Today, the mishmash of cultures these workers brought may be the most charming allure of the country that rightly calls itself “The Crossroads of the World,” with Panama City serving as its vibrant center.
What once was a steamy, brawny port on the Pacific side of the isthmus, is finally asserting itself as a legitimate tourist destination. It’s been a long time coming—especially for a city that’s been a nexus of world trade since the early-1500s when Spaniards built it as a convenient way station for pilfered Peruvian gold heading to Europe.
But it hasn’t been easy. Through the ages Panama City has been sacked by pirates, wracked by pestilence, razed by fire and exploited by occupiers. For years it didn’t register a blip on the Latin American tourist radar.
Indeed, believing that Panama City is nothing more than a stopping point to see the engineering miracle that the canal represents “is so last century.”
Today its skyline consists of sleek buildings full of high-voltage banking and shipping firms.

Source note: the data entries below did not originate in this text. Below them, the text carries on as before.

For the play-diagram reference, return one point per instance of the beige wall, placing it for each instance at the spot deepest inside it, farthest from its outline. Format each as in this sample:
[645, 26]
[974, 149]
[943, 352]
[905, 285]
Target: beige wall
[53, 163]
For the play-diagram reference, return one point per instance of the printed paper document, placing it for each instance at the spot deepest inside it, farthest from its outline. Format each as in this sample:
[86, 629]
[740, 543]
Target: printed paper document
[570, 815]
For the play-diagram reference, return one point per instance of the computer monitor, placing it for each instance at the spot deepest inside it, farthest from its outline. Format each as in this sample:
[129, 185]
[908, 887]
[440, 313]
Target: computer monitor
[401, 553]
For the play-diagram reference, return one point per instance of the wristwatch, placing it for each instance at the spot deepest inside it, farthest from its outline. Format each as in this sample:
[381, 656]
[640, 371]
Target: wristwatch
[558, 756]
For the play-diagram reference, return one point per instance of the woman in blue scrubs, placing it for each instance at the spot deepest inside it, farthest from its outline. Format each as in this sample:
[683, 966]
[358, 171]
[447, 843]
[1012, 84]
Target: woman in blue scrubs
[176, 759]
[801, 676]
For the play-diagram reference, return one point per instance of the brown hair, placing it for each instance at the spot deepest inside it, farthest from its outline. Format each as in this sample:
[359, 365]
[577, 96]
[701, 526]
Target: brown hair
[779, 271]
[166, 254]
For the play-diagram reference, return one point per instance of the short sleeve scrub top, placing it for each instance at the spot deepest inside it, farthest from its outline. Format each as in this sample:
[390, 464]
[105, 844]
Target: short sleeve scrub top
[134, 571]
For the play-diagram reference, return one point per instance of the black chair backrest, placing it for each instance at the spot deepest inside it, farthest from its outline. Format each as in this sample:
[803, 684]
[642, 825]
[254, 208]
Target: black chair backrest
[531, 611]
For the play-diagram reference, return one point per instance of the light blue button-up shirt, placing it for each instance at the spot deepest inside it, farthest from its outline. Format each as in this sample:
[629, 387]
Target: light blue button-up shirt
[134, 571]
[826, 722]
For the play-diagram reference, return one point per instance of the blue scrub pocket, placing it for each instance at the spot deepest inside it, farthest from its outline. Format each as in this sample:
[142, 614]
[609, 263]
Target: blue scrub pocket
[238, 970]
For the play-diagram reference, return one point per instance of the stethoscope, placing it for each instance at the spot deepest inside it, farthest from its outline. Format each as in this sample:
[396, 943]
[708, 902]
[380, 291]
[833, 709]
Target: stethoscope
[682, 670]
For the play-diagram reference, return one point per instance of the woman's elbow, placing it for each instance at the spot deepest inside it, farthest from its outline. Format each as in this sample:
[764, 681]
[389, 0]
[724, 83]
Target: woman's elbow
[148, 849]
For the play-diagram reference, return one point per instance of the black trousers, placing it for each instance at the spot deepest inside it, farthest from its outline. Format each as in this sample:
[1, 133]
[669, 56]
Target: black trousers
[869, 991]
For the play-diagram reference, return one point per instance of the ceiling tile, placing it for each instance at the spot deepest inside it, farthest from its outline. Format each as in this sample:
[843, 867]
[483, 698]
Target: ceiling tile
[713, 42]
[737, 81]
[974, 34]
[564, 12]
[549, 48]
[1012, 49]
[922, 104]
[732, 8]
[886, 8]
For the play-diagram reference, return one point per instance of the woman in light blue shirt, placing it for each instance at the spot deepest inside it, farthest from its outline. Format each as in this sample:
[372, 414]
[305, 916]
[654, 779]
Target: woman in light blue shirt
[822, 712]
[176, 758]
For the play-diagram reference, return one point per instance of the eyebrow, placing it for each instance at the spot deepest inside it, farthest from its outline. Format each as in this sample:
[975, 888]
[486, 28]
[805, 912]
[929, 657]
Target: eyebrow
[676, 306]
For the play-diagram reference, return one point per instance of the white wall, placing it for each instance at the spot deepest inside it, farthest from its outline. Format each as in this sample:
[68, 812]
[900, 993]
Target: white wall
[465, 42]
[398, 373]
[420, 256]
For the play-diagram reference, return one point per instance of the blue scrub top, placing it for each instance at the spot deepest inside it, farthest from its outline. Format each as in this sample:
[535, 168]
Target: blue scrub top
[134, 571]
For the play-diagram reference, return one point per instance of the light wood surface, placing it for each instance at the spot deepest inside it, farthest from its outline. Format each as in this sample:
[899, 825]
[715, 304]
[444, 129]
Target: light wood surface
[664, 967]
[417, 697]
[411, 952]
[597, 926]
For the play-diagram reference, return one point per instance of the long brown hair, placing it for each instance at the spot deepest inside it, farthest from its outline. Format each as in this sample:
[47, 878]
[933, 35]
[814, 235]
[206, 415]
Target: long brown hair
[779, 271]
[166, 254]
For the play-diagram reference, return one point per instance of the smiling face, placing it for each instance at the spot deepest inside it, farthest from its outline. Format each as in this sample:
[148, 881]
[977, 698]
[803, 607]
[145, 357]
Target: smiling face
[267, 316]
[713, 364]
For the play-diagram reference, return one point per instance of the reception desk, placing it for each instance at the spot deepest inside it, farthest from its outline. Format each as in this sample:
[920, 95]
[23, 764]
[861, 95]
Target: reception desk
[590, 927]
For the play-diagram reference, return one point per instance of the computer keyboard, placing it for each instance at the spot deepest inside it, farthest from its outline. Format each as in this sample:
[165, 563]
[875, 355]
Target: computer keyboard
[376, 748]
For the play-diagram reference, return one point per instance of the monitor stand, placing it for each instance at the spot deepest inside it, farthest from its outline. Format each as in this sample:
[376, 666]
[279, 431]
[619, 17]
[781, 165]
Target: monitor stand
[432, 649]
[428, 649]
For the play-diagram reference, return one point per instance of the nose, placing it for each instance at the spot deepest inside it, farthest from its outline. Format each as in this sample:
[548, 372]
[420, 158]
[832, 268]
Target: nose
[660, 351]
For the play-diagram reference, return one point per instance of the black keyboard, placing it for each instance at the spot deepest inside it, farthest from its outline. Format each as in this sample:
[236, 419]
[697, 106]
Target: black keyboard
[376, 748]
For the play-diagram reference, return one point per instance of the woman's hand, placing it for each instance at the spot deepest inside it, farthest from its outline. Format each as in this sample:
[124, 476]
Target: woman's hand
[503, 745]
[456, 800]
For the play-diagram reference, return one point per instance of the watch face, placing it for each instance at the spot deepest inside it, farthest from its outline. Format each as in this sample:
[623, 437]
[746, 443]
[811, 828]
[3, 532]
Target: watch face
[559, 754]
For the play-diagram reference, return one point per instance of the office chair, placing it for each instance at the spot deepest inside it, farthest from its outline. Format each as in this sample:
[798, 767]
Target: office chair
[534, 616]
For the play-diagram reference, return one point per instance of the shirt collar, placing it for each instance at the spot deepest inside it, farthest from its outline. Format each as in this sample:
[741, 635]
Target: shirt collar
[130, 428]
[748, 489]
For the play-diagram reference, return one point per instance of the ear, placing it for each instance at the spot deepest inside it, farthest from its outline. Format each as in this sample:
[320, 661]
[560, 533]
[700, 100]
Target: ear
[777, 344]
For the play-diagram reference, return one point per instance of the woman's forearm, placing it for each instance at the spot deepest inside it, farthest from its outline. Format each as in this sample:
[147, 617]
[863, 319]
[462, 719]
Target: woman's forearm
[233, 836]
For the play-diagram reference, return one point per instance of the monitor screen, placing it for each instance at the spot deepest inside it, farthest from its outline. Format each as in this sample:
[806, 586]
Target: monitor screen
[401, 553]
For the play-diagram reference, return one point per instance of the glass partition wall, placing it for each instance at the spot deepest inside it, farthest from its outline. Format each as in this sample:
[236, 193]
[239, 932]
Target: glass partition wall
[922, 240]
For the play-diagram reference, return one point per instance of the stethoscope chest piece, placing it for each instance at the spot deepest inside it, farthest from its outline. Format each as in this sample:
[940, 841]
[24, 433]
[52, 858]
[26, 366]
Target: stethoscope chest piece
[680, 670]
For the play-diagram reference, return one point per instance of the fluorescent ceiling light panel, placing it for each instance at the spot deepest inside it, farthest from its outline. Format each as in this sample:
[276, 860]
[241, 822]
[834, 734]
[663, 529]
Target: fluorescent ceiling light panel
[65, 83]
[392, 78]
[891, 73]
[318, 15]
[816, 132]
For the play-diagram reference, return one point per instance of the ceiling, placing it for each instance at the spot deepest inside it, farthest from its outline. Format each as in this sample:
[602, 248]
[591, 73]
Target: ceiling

On the ground, ultramodern shopping malls, freeways and fast food joints have prompted some wags to dub Panama City, “The Miami of Central America.” This inevitably leads to the follow-up: “Except that English is spoken more widely here than in Miami,” underlining the considerable sway that the U.S. had when it operated the canal during most of the last century.
Central American witticisms aside, Panama City has managed to absorb the best from those who passed this way. There are so many delightful touches that any visit to this sprawling coastal town of about 700,000 is bound to be memorable.
Panama is such a promising tourist destination that RIU Hotels and Resorts, the highly ranked Spanish hospitality firm, has strayed beyond its usual territory of beachfront luxury properties to open its first hotel in Panama City last October, a place customarily considered almost the exclusive territory of business hotels.
RIU Panama Plaza Resort is also banking on the fact that Panama City has always been a convenient destination for conferences and conventions since the canal put the country on the map as a crucial international financial center, with many multinational companies having a strong presence.
“We have seen in Panama City a good opportunity to make the move toward conferences and incentives for urban businesses,” says Luis Riu, RIU’s CEO. “We present…the best service and philosophy applied into the city. This is an exciting time for the company and also one of the most important challenges [for us].”
The Panama property reflects RIU’s more than 57 years of experience in operating first-class resorts. With this property, RIU has successfully blended the most appealing characteristics of its resorts with the amenities of modern business hotels and poured them into this modern, 35-story building of 645 rooms and suites. The hotel was built at a cost of more than $135 million and is as cosmopolitan as Panama City itself.
While there are superb business facilities—21 conference rooms capable of holding more than 1,300—leisure travelers will find that the hotel’s central location is also ideal for exploring Panama City and its environs.
The rooms are exquisitely decorated (double occupancy rates run anywhere from $300 to $350 for standard and executive rooms; $500 to $1,500 for suites; and $7,000 for a stunning penthouse considered the best in the country) and, although practically new, the hotel’s restaurants are already making local gastronomy critics sit up and take notice.
The hotel’s Arts and Prisma Restaurant is a luxurious retreat serving guests complimentary breakfast, while Tastes, the main restaurant, ladles out delicious fusion dishes combining Panamanian cuisine with international delights. An excellent sushi bar and the Studio 50 restaurant complement the wide range of cuisine served at RIU’s Panama property.